Une grande maison dans la campagne lombarde, une ascendance aristocratique, cinq générations impliquées dans le textile, et en particulier la laine, des enfants dont la beauté fait le bonheur des couvertures de magazines… Missoni, c’est avant tout un esprit, l’essence de la mode à l’italienne, une petite production artisanale devenue aujour­d’hui un empire de la mode international. Les souvenirs colorés, fleuris et fruités de la saga familiale ont été retricotés dans deux fragrances, Missoni et Missoni Acqua. Nous avons rencontré à cette occasion Angela Missoni, directrice artistique de la maison, qui évoque avec nous sa storia italiana.

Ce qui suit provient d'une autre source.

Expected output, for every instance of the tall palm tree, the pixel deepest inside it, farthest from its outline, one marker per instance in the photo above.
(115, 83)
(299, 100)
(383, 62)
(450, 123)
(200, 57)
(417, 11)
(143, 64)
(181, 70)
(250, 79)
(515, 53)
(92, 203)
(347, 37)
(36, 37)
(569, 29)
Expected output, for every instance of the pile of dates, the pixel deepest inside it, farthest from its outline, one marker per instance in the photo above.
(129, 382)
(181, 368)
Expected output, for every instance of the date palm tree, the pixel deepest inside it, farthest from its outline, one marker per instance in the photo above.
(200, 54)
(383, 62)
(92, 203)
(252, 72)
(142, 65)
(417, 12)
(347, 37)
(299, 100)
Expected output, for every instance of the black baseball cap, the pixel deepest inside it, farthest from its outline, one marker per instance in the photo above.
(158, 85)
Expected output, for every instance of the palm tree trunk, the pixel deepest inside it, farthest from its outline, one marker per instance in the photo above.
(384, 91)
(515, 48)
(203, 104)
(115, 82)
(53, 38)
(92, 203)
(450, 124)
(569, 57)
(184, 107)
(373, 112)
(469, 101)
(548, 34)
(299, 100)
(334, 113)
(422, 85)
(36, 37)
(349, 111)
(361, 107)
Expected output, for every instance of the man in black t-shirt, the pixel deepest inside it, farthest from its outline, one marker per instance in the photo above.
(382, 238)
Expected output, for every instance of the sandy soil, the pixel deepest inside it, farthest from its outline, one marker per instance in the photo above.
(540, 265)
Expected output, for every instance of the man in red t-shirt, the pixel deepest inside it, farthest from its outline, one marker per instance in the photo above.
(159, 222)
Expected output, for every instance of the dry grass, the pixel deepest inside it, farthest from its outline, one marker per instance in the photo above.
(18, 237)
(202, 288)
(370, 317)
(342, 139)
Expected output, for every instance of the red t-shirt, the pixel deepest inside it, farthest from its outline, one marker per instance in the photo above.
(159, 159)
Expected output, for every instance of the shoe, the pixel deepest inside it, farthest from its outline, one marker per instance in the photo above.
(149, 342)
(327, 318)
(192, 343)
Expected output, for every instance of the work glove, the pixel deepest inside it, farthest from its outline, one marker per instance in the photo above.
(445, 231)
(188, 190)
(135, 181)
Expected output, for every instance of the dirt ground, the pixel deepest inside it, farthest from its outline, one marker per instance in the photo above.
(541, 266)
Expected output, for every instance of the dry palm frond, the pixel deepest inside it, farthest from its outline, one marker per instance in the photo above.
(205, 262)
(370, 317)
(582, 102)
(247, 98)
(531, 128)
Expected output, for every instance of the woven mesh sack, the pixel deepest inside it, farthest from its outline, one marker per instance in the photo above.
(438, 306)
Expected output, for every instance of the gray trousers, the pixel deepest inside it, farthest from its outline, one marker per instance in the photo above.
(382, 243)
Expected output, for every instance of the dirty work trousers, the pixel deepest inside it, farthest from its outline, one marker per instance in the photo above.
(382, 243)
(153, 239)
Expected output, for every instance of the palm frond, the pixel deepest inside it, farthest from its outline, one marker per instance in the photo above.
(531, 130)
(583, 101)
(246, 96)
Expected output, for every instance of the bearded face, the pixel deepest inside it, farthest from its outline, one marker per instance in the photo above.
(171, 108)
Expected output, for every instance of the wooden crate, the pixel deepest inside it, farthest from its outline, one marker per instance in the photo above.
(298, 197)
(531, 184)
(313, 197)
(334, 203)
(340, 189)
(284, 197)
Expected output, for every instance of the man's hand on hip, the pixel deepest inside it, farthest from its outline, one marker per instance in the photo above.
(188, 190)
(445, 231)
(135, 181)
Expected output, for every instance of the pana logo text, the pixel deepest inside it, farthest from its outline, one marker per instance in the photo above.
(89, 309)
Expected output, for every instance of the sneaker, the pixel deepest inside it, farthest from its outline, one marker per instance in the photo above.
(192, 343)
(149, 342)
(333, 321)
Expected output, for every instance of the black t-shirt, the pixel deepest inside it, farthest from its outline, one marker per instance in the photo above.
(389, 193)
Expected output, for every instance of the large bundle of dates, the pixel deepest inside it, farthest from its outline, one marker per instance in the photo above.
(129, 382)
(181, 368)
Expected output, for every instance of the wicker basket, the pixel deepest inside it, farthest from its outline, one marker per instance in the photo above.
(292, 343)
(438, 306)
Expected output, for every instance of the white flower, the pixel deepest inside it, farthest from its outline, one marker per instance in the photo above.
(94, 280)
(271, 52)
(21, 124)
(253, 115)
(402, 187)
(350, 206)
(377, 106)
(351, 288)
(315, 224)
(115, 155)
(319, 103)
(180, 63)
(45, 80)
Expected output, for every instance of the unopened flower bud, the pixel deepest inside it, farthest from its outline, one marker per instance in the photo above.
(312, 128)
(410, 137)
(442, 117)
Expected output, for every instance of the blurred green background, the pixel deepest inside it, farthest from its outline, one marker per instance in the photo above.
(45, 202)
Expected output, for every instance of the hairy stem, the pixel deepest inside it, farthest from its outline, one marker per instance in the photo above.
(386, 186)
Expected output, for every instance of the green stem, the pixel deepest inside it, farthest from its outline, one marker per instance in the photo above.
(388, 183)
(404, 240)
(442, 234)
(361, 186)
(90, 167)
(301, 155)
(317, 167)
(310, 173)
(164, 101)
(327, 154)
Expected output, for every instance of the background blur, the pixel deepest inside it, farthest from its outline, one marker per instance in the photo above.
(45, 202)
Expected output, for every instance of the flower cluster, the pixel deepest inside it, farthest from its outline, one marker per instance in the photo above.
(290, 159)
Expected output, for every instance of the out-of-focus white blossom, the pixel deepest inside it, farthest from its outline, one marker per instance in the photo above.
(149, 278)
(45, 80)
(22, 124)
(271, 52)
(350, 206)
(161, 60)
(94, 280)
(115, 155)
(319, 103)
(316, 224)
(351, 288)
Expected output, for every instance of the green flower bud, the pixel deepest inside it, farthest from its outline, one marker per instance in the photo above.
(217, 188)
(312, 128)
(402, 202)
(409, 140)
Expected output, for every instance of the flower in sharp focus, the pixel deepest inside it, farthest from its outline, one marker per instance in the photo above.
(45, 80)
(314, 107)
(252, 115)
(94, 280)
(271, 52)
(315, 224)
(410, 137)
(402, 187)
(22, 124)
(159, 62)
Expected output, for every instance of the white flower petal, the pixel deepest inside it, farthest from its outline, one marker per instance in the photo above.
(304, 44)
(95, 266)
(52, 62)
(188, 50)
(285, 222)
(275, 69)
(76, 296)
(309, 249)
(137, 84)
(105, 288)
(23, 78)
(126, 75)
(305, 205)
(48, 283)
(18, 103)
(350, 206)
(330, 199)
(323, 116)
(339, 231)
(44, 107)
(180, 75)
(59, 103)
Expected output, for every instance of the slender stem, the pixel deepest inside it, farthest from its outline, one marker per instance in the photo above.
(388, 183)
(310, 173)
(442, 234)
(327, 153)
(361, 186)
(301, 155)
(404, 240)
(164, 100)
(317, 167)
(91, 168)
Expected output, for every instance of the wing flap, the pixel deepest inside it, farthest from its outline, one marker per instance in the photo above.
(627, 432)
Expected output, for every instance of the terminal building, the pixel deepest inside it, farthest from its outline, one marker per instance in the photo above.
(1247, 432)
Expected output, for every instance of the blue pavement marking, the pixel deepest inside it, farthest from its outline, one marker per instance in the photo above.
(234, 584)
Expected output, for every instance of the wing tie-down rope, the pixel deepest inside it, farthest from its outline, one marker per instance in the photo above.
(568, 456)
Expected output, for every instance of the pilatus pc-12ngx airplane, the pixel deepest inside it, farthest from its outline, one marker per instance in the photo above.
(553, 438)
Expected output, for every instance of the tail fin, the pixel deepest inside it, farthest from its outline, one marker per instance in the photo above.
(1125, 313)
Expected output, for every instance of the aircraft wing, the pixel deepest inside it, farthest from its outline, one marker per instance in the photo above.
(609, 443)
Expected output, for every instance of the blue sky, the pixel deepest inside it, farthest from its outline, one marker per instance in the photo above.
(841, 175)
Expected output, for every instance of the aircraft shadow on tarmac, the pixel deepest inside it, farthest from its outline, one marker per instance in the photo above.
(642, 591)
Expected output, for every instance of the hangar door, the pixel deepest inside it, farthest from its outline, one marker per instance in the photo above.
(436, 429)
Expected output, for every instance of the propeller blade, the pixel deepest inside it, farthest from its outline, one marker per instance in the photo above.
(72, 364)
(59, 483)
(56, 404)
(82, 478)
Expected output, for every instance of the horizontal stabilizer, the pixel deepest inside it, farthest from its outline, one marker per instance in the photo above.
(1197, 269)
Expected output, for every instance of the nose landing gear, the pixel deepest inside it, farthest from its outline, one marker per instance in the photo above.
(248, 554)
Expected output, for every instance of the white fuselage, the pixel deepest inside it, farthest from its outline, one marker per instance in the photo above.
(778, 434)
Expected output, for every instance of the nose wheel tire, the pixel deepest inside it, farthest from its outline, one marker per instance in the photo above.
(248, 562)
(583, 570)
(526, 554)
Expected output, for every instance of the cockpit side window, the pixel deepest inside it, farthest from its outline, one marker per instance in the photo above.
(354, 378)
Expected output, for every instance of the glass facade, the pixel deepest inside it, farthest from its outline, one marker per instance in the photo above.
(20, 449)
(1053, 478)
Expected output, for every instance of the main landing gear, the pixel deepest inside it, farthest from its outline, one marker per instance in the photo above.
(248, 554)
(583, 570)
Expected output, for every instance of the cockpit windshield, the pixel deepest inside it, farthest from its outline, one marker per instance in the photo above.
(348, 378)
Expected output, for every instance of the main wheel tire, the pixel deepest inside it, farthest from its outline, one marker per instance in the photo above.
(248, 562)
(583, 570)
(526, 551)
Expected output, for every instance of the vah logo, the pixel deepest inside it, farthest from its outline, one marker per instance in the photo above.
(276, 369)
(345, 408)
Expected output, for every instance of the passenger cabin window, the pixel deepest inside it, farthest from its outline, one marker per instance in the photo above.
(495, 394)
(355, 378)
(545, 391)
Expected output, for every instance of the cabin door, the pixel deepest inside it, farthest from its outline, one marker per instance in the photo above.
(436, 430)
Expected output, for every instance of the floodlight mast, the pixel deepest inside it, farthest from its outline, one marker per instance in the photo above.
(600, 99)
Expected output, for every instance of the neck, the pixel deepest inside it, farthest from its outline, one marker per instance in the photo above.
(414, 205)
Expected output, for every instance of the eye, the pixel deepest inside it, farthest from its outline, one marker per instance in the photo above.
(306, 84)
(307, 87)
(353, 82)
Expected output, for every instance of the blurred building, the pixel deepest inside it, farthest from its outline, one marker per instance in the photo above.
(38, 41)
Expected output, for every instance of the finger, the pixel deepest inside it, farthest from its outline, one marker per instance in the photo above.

Le Temps: Il y a beaucoup de joie de vivre dans ces fragrances… Quelles sont les valeurs de la maison Missoni que vous avez eu envie d’exprimer avec ces parfums?

Angela Missoni: Quand nous avons commencé à réfléchir à ces deux parfums, nous avons eu envie d’exprimer une même vision de la maison: en couleurs. Les composants ont été gradués comme une gamme chromatique, comme si l’odeur était une texture. Et puis nous y avons travaillé en famille; c’est quelque chose de primordial pour Missoni. La maison Estée Lauder, avec qui nous avons travaillé pour ce parfum, nous a demandé de faire une liste des odeurs liées à notre passé, à notre histoire. Beaucoup étaient liées aux fleurs et aux fruits de notre jardin en Italie, comme les pivoines ou les kakis. Il y avait aussi les choses que nous aimons manger, comme le chocolat. Mais les pâtes à la tomate n’ont pas été retenues! Ma fille, Margherita, s’est aussi souvenue du parfum que je portais, de l’ambre, et de ceux de sa grand-mère: le gardénia et l’œillet sauvage… Même si chacun de ces souvenirs n’est pas nécessairement rentré dans la composition du parfum Missoni, ils ont participé à en forger l’identité.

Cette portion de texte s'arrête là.